Alopécie : reconnaître, comprendre et traiter la chute des cheveux

Perdre ses cheveux est une expérience déstabilisante, parfois angoissante. Si une chute modérée est normale, certaines situations doivent alerter. L’alopécie désigne une perte de cheveux plus importante que la moyenne, temporaire ou durable, localisée ou diffuse. Elle peut avoir de nombreuses causes, certaines bénignes, d’autres plus complexes.

Mieux comprendre l’alopécie, c’est la première étape pour agir : identifier son origine, consulter le bon spécialiste et, surtout, retrouver des solutions adaptées à sa situation.

 

Qu'est-ce que l'alopécie ?

 

L’alopécie désigne une perte de cheveux anormale. Elle peut être partielle ou totale, soudaine ou progressive, temporaire ou définitive. Contrairement à la chute de cheveux naturelle, qui concerne en moyenne 50 à 100 cheveux par jour, l’alopécie se manifeste par une chute plus importante, visible et souvent source d’inquiétude.

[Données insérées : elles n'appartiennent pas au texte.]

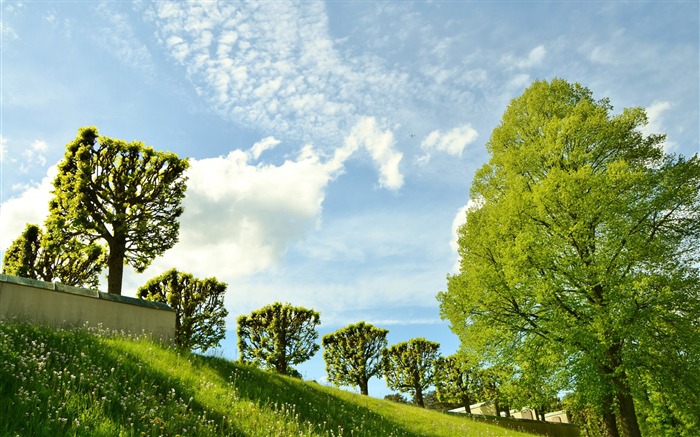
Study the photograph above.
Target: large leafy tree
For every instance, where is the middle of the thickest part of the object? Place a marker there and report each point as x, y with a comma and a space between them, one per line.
278, 337
353, 354
584, 241
200, 321
48, 256
410, 367
125, 194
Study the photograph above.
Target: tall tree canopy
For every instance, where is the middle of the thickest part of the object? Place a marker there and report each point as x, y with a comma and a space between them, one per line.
48, 256
409, 367
278, 337
583, 242
126, 194
200, 321
353, 354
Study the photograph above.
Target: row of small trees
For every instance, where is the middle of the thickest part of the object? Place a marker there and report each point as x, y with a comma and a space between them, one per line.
280, 336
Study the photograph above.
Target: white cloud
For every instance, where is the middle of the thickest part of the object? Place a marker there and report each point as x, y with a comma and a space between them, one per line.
451, 142
655, 118
533, 59
3, 148
31, 206
8, 34
240, 218
119, 39
380, 145
263, 145
286, 77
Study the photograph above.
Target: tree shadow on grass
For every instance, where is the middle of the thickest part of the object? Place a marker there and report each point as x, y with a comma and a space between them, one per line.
122, 392
318, 406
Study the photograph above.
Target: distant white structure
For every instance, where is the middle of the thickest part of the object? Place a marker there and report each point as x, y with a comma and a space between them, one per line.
558, 417
489, 409
484, 408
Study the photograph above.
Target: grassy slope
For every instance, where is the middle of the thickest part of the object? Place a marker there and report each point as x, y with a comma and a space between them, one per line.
76, 383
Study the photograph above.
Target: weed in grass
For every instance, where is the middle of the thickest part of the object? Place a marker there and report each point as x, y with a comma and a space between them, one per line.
82, 382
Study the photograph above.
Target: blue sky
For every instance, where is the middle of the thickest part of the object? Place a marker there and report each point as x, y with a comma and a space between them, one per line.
332, 145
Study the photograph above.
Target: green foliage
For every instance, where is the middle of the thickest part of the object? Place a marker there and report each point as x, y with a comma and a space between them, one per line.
456, 381
353, 354
583, 244
409, 367
125, 194
50, 257
75, 383
200, 321
278, 337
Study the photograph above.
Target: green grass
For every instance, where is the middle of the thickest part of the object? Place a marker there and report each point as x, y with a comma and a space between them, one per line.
79, 383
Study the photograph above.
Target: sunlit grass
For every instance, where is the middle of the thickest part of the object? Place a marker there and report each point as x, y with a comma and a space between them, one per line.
82, 383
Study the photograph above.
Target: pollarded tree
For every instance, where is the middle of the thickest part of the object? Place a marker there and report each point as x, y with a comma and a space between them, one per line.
353, 354
455, 381
278, 337
47, 256
584, 238
200, 321
410, 367
125, 194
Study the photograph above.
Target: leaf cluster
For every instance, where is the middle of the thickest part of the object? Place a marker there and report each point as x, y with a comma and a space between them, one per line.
200, 321
409, 366
582, 247
278, 336
125, 194
52, 257
353, 354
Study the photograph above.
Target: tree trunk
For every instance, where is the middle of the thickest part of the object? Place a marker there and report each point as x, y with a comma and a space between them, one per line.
419, 397
363, 387
115, 266
465, 402
628, 414
609, 421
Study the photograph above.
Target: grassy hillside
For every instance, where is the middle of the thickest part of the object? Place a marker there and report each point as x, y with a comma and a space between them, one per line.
73, 382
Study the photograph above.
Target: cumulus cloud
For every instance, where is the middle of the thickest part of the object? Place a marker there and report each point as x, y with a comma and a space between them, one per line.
451, 142
3, 148
240, 218
380, 145
263, 145
533, 59
30, 206
655, 117
35, 153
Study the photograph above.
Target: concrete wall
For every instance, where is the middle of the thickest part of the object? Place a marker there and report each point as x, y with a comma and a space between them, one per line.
61, 305
557, 417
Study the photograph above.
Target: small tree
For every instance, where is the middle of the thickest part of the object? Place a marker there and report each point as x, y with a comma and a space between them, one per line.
409, 367
353, 354
278, 337
48, 256
455, 381
126, 194
200, 321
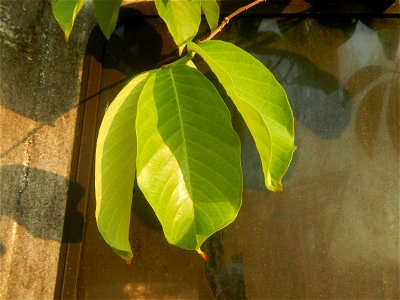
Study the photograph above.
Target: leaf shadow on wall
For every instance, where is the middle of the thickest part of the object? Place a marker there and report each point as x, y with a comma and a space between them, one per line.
41, 210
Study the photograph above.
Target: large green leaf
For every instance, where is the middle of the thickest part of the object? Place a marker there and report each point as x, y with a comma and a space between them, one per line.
106, 12
211, 11
115, 167
261, 101
65, 12
182, 18
188, 161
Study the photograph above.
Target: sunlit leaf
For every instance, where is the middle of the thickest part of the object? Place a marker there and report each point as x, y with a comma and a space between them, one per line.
65, 12
115, 167
182, 18
211, 11
106, 12
188, 159
261, 101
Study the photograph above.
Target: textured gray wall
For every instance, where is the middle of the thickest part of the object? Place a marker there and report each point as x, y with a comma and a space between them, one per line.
40, 82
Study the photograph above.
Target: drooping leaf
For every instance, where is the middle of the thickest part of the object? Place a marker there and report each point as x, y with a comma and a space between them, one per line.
211, 11
188, 159
106, 12
182, 18
261, 101
115, 167
65, 12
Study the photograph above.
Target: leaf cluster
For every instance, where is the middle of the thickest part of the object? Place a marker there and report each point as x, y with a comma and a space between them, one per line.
171, 130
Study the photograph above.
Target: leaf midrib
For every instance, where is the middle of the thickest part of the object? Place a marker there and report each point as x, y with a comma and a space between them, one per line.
184, 146
182, 131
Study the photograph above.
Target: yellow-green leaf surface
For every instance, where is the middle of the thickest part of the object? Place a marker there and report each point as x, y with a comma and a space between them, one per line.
106, 12
182, 18
65, 12
211, 11
188, 159
115, 167
261, 101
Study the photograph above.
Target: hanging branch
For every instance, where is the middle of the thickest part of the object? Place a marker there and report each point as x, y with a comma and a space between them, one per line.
228, 18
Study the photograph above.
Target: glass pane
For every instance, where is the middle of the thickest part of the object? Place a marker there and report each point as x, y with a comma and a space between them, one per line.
334, 231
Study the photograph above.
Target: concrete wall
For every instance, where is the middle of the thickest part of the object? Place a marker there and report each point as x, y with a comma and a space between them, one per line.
40, 82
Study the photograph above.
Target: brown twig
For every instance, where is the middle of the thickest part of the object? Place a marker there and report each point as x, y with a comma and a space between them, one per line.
228, 18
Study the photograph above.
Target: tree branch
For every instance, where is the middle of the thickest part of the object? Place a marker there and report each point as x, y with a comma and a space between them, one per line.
228, 18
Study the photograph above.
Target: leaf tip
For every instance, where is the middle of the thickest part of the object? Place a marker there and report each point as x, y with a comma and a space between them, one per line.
202, 254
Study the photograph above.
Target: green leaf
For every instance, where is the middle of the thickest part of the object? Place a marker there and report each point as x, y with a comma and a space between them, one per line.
188, 161
65, 12
115, 167
182, 18
211, 11
106, 12
261, 101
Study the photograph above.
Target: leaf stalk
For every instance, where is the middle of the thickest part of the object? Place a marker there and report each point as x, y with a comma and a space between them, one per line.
228, 18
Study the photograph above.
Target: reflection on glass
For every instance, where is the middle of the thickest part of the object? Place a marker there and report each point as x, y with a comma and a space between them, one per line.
334, 231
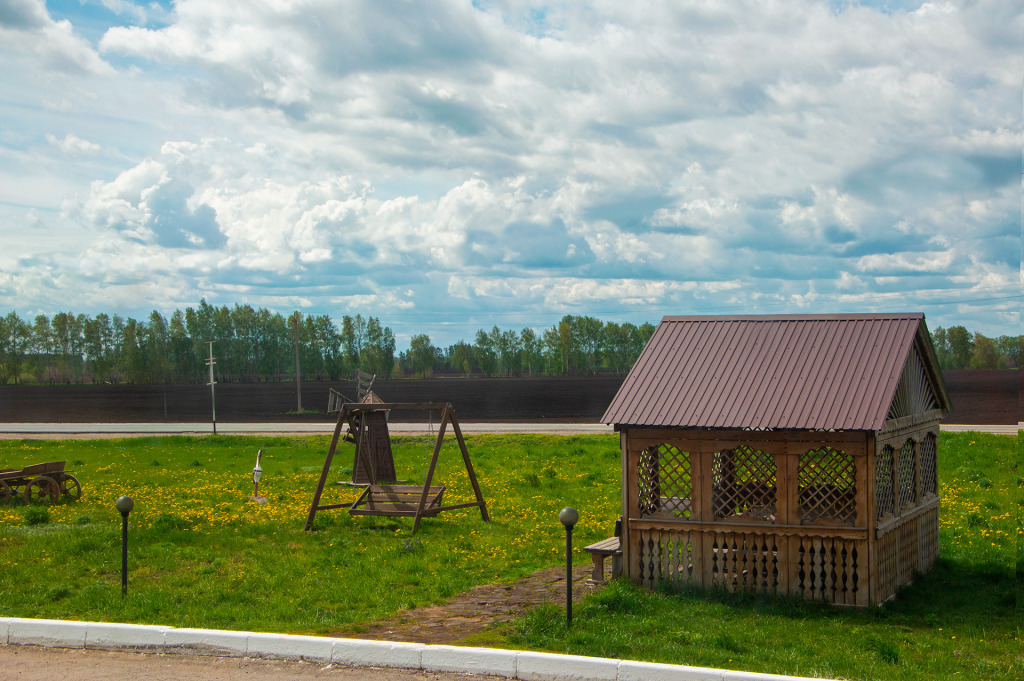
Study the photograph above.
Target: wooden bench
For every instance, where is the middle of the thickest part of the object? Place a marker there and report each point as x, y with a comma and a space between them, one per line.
601, 550
397, 500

Elle peut toucher le cuir chevelu, mais aussi d’autres zones poilues du corps comme les sourcils, la barbe ou les jambes. L’alopécie n’est pas une maladie en soi, mais un symptôme : elle révèle souvent un déséquilibre hormonal, une affection auto-immune, un stress important ou une autre pathologie sous-jacente.

On distingue plusieurs formes d’alopécie, selon leur mécanisme, leur aspect clinique ou leur cause. Le diagnostic repose sur l’observation des zones atteintes, la durée d’évolution, l’existence d’antécédents, et parfois des examens complémentaires. Nous allons explorer ces sujets.

 

Quelles sont les causes de la perte de cheveux ou alopécie ?

 

La chute de cheveux anormale peut être liée à de nombreux facteurs. L’alopécie n’est pas une maladie unique, mais plutôt le symptôme visible d’un déséquilibre ou d’une affection sous-jacente.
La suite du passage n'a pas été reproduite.